I was pleased and saddened at the same time by her use of the word “friend.”
How wonderful it is that she looked to all the new people in her life with that kind of glow in her spirit. One of the greatest injustices, at least to my mind, is when a child is coached by early tragedy to eye any newcomer as a likely enemy and not as a likely friend.
But at the same time I had the dark premonition of an almost inevitable future conversation with a tearful Reese. In this talk I will have to try to explain to her that not everyone she meets wants to be her friend. Sometimes it seems people spend almost all their effort and energy on being the exact opposite of friends.
Sometimes we tend to spend our energy on what they call in politics “smear campaigns.” Sadly, from early on Christians have done their share of smearing other people who could have easily been friends. Yet, early Christians themselves also received a big helping of smears.
One of the best (or worst, depending on your perspective, I suppose) had to do with Christians being labeled “cannibals” because in worship services they ate the “flesh and blood of Jesus.”
As you may or may not know, Christian worship services often include a ritual, symbolic meal called The Lord’s Supper (aka The Table, Communion, or The Eucharist). At this time in the service someone will usually say something to the effect that Jesus called this bread his body and this cup of wine (or grape juice) his blood. Throw the statement into the negative spin machine and you get…nasty Jesus-eating cannibals!
If my memory serves me (which often it doesn’t), another controversy for the early communities of Jesus’ followers had to do with what is sometimes called “the holy kiss.” But this one wasn’t based on a smear. The early Christians deserved it.
In the close of a letter meant to be read in the worship services of the church in Rome, the apostle Paul wrote, “Greet one another with a holy kiss.”
To do this could easily be seen as scandalous because kisses were only for the right people – the people of one’s clan, or perhaps for the best of friends.
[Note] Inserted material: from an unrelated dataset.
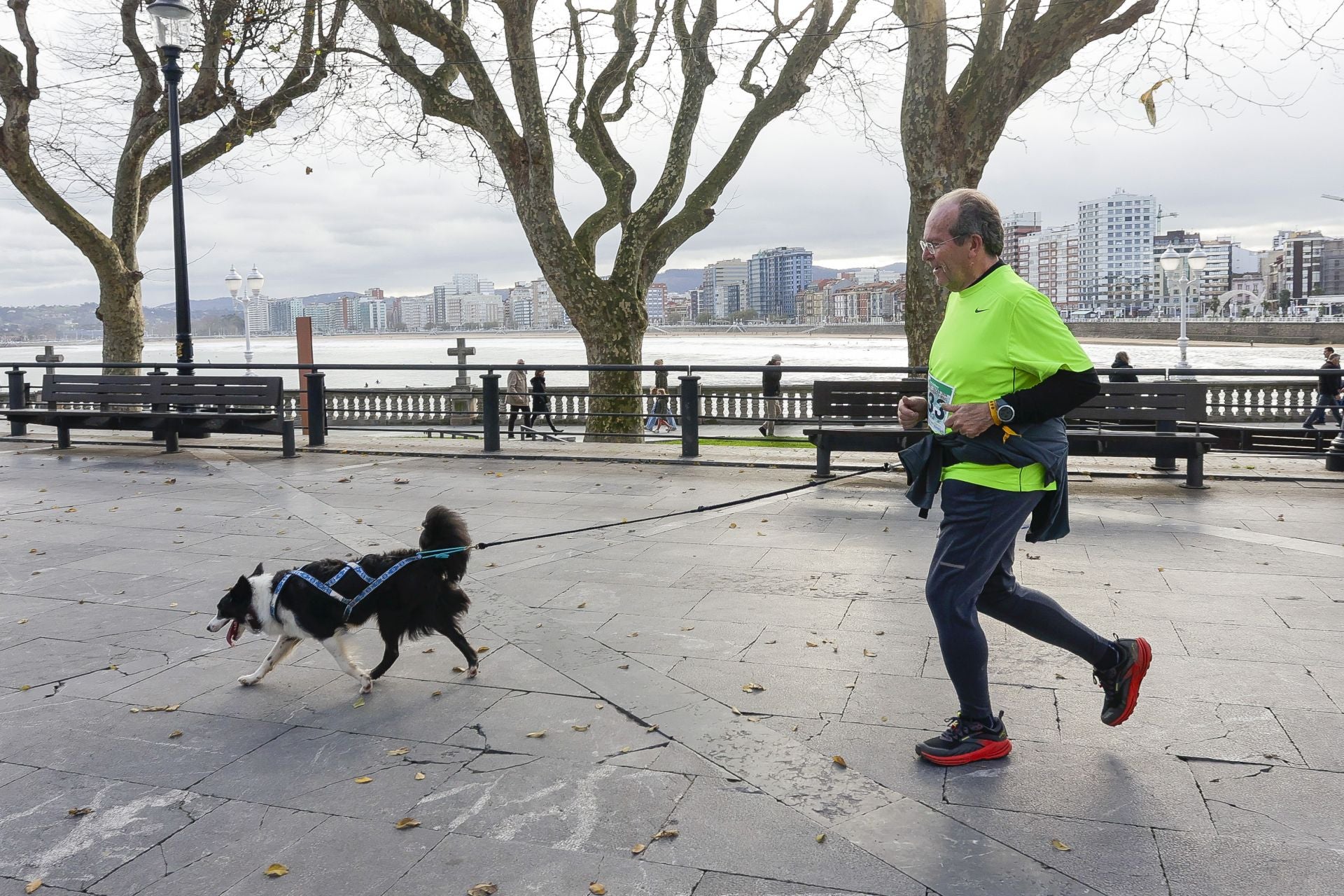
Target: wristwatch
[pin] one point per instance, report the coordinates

But here is Paul asking for people in the community of faith to treat each other as intimates and as equals.
And these Jesus-follower communities were becoming meeting places of people who should not be associating equally as friends as far as the general culture was concerned – the rich and poor, the Jew and non-Jew, the male and female, the master and the slave.
Perhaps stronger still, these communities within them contained people at odds with one other because some conflict that had happened between them – a marriage was going sour, a law suit loomed on the horizon, money had been misused, cruel words had been spit back and forth.
Yet Paul tells the folks gathered as church to kiss each other as friends and family in Christ, to share a holy kiss despite their divisions. People who should not be at peace in such a way, people who were not friends through the arrangements of the world, were to treat each other as friends – even as brothers and sisters – because of the Christ they shared.
Now Paul and these early Christians were not idiots. Their daddies and mommies without a doubt had sat them down at some point and told them that not every stranger is a friend. Further, if you think they are, then you are cruising for an inevitable emotional bruising.
But perhaps those Christians also believed beyond all this that in Christ God was making all things new, including relationships. Maybe because Christ was real, the ultimate way to see another person in God’s real world was as a friend and not as an enemy.
When my inevitable talk with Reese comes, (and bits and pieces of it already have) I will have something to teach Reese. I can teach her about how the broken world often works to break hearts by showing us how many people are not our friends.
Yet Reese may very well have something better to teach me. She can teach me about how the healing love of Christ can work through something as simple as a kiss and the faith to see even strangers as friends.